Section on Statistical Genetics, Department of Biostatistics, University of Alabama at Birmingham, Birmingham, AL 35294, United States.
Methods. 2015 Jun;79-80:41-6. doi: 10.1016/j.ymeth.2015.01.016. Epub 2015 Jan 30.
Next-generation sequencing (NGS) technologies, which can provide base-pair resolution genetic information for all types of genetic variations, are increasingly used in genetics research. However, due to the complex nature of NGS technologies and analytics and their relatively high cost, investigators face practical challenges for both design and analysis. These challenges are further complicated by recent methodological developments that make it possible to use haplotype information in sequencing reads. In light of these developments, we conducted comprehensive simulations to evaluate the effects of sequencing coverage, insert size of paired-end reads, and sample size on genotype calling and haplotype phasing in NGS studies. In contrast to previous studies that typically use idealized scenarios to tease out the effects of individual design and analytic decisions, we used a complete analytical pipeline from read mapping and variant detection to genotype calling and haplotype phasing so that we can assess the joint effects of multiple decisions and thus make more realistic recommendations to investigators. Consistent with previous studies, we found that the use of haplotype information in reads can improve the accuracy of genotype calling and haplotype phasing, and we also found that a mixture of short and long insert sizes of paired-end reads may offer even greater accuracy. However, this benefit is only clear in high coverage sequencing where variant detection is close to perfect. Finally, we observed that LD-based refinement methods do not always outperform single site based methods for genotype calling. Therefore, we should choose analytical methods that are appropriate to the sequencing coverage and sample size in order to use haplotype information in sequencing reads.

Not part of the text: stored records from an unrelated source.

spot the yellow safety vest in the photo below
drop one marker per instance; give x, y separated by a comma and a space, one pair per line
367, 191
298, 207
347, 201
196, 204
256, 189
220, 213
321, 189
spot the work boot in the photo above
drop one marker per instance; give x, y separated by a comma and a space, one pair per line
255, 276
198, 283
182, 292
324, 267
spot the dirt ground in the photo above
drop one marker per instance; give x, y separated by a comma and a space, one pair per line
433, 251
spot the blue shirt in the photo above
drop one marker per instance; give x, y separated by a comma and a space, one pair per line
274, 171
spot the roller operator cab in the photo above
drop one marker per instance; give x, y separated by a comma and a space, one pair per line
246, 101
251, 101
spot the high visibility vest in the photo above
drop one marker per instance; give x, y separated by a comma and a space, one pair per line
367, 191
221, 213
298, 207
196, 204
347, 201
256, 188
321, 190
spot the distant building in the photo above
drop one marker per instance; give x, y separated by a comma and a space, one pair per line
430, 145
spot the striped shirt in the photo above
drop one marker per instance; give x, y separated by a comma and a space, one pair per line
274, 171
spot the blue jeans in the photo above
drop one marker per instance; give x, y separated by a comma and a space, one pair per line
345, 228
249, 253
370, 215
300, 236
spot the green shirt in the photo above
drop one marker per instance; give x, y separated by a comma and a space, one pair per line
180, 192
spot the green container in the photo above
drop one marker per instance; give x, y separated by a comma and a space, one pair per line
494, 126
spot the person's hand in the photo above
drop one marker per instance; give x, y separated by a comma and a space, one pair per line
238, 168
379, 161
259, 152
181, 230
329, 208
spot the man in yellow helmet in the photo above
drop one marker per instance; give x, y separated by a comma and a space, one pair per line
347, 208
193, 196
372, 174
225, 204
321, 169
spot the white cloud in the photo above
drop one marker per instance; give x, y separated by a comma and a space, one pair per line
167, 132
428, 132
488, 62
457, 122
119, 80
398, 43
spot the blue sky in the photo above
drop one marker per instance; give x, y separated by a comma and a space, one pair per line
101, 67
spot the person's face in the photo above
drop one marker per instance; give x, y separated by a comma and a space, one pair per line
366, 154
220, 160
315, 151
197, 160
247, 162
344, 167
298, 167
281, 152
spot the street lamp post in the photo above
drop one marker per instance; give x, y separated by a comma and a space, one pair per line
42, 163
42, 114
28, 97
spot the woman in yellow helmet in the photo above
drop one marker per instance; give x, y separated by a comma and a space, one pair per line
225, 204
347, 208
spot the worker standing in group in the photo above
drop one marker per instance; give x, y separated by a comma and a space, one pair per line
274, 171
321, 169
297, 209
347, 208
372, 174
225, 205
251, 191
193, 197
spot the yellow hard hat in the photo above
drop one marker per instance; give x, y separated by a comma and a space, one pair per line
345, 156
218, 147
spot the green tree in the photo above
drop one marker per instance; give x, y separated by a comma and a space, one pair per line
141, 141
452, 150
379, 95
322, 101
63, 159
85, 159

新一代测序(NGS)技术能够为所有类型的基因变异提供碱基对分辨率的遗传信息,在遗传学研究中的应用越来越广泛。然而,由于NGS技术及其分析方法的复杂性以及相对较高的成本,研究人员在设计和分析方面面临实际挑战。最近的方法学发展使得在测序读数中使用单倍型信息成为可能,这进一步加剧了这些挑战。鉴于这些发展,我们进行了全面的模拟,以评估测序覆盖度、双端读数的插入片段大小和样本量对NGS研究中基因型分型和单倍型定相的影响。与以往通常使用理想化场景来梳理单个设计和分析决策影响的研究不同,我们使用了从读段比对、变异检测到基因型分型和单倍型定相的完整分析流程,以便能够评估多个决策的联合影响,从而为研究人员提出更现实的建议。与以往研究一致,我们发现利用读数中的单倍型信息可以提高基因型分型和单倍型定相准确性,并且我们还发现双端读数中短插入片段大小和长插入片段大小混合使用可能会提供更高的准确性。然而,这种优势仅在变异检测接近完美的高覆盖度测序中才明显。最后,我们观察到基于连锁不平衡的优化方法在基因型分型方面并不总是优于基于单位点的方法。因此,为了在测序读数中使用单倍型信息,我们应该选择适合测序覆盖度和样本量的分析方法。